Stephen Wolfram's Epic Analytics are EPIC.


Let's start off talking about email. I have a complete archive of all my email going back to 1989. Here's a plot with a dot showing the time of each of the third of a million emails I've sent since 1989:

OK. So email is one kind of data I've systematically archived. And there's a huge amount that can be learned from that. Another kind of data that I've been collecting is keystrokes. For many years, I've captured every keystroke I've typed -- now more than 100 million of them:

He what? He what? He archived every keystroke for a decade.

I am in a great deal of awe and not a little bit of outright worship at this project. Holy shit. Why didn't I do that?? Look at those fucking graphs. Just fucking look at them.

  1. Piku says:

    I have all my mail going back to 1999. Not entirely sure how to suck the past 8 years worth out of GMail though.

    • nandhp says:

      You can use IMAP for that. I have a cron job that does this every 3 hours using mbsync.

  2. pavel_lishin says:

    > Why didn't I do that??

    Because you're a security conscious person who doesn't want his project revealing all of his passwords?

  3. Russell Borogove says:

    How is it that Wolfram doesn't recognize a beta distribution when he sees one?

    • DFB says:

      Beta distributions are unimodal, and those have troughs for both sleep and dinner.

      I wonder what was going on at 4 and 5 am in 2005-7. Mid-2005 is particularly weird and not just a time zone shift like mid-2009.

      • I was talking about the emails-per-day plot, which he specifically calls out with a 'what the heck is this distribution', not the time-of-day plots.

    • Richard says:

      How is it that Wolfram doesn't recognize a beta distribution ...

      Aside being one of the world's biggest dickheads, Wolfram's forgotten more mathematics (and not just the lower high school stuff that sets programmers aside from their math-is-hard managers) than you'd learn in several lifetimes.

      That's why. Because it isn't.

  4. David M.A. says:

    Why would anyone--

    That's the wrong question, isn't it?

  5. Bill Paul says:

    I'm sure the government has been archiving all your e-mails and keystrokes for you.

  6. David Glover says:

    Which is great as long as you don't want to use Wolfram Alpha Pro to analyse your own email, because while they allow mbox uploads, there's a file size limit of 1MB.

    Yes, MB.

    I have single emails bigger than that.

  7. Sam Kington says:

    I love how he says "yeah, I've been storing every keystroke for years", in a sort of "what, doesn't everyone do that?" way.

  8. Phillip Remaker says:

    Hoarders, Mad Science edition.

  9. OCD is a helluva a drug

  10. Joe says:

    He should graph his Judge Wapner data.

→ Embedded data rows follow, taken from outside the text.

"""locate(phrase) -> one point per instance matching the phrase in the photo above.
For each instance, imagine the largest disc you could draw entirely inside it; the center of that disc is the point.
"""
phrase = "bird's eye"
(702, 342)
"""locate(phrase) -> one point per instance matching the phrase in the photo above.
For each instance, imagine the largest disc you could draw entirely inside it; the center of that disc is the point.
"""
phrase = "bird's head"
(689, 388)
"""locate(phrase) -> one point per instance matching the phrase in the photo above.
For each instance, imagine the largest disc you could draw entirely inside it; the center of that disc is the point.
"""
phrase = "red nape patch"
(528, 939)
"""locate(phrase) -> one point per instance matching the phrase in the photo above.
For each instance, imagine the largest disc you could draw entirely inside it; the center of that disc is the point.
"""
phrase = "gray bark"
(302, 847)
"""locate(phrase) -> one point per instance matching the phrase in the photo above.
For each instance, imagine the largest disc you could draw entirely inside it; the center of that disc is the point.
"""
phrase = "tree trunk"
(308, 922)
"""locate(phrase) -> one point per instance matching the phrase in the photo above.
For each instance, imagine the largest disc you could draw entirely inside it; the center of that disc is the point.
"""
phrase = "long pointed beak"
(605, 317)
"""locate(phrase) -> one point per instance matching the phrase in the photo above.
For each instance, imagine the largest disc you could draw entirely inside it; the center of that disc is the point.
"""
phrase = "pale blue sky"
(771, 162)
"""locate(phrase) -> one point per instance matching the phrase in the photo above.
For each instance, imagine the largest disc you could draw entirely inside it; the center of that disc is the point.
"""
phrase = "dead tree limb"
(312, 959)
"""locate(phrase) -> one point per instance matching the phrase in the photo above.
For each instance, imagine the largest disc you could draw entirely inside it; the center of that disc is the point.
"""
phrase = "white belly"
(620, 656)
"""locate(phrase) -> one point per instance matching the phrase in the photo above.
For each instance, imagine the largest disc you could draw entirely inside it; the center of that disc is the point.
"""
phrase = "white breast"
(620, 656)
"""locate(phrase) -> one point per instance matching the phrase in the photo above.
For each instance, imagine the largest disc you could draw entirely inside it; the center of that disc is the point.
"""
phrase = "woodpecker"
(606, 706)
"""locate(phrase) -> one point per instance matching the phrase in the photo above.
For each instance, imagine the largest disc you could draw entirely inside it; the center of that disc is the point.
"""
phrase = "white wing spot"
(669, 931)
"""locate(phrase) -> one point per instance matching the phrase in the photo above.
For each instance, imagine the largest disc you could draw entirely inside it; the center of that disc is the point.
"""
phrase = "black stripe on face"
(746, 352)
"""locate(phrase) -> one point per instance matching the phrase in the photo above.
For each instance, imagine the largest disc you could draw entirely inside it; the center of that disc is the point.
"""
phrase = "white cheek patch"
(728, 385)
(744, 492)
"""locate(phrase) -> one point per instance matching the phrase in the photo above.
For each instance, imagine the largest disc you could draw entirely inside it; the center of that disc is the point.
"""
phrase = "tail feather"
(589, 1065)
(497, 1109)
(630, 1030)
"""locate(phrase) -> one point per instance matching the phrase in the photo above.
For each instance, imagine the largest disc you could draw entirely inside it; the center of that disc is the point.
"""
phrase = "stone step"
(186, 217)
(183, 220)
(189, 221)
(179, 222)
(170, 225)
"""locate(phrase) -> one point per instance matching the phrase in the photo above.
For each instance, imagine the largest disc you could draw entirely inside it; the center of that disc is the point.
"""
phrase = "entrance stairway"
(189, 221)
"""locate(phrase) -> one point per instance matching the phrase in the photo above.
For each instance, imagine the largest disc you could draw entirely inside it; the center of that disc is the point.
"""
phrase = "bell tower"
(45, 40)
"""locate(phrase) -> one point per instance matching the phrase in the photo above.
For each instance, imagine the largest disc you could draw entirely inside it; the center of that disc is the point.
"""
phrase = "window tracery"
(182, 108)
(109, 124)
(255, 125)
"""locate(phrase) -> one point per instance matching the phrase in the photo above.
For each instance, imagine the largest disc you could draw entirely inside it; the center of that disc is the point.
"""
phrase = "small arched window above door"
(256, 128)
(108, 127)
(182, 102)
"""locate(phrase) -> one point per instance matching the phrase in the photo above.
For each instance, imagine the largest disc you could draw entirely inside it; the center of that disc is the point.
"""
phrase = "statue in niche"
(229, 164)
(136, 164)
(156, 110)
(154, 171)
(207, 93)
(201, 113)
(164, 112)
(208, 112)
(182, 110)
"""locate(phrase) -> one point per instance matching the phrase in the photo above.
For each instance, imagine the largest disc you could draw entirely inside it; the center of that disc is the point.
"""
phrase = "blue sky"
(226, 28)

  11. And I thought that having a livejournal for the past ten years was something of note. >:(

  12. rwos says:

    To create a plot of the file modification times (like his, but w/o colors) with gnuplot, do something like this:
    Put the following into "" or so:
    set xdata time
    set timefmt "%Y-%m-%d"
    set format x "%Y"
    set xlabel 'year'
    set ylabel 'hour'
    set yrange [0:24]
    set ytics 1
    set xtics 365*24*60*60
    set terminal png size 800,600
    plot "/tmp/times.dat" using 1:2 title 'mod time' with dots

    Then do
    find / -printf '%CY-%Cm-%Cd %CH %CM\n' | \
    awk '{print $1" "$2"."($3/60)*100;}' | \
    sed 's/\.[^.]\+$//' > /tmp/times.dat

    And create the plot via
    gnuplot > plot.png

    (The awk-hackery for the hours on the y-axis is because gnuplot can't handle two different time formats natively - at least I don't how). Works on my Linux machine, YMMV. My plot isn't too interesting, though - I was born the year Wolfram started collecting his mails, so...

    • rwos says:

      Oh, it should be ($3/59) not ($3/60) in the awk line. Well, better use something like Mathematica, I guess.

      • Alex says:

        Also, those should be { not ( in the awk. PS for anyone trying this at home, gnuplot will strftime into RFC 822 style but it won't strptime out of it.

  13. Heh, looks almost exactly like a raster plot out of an electrophysiology paper.

  14. Colin Dean says:

    There was a thing back in 2002 called Project Dolphin which had a client called Pulse that did keystroke counting. The goal was to see how many keys the average Internet user strokes in a year. I hung out with nirgle and friends on IRC for couple of years and even learned a bunch of Esperanto in the process.

    Ah, 10 years ago.

  15. Zingus J. Rinkle says:

    1st jan of 2002 something big happened to his email habits.
    Graduated from college? Dropped out of previous job?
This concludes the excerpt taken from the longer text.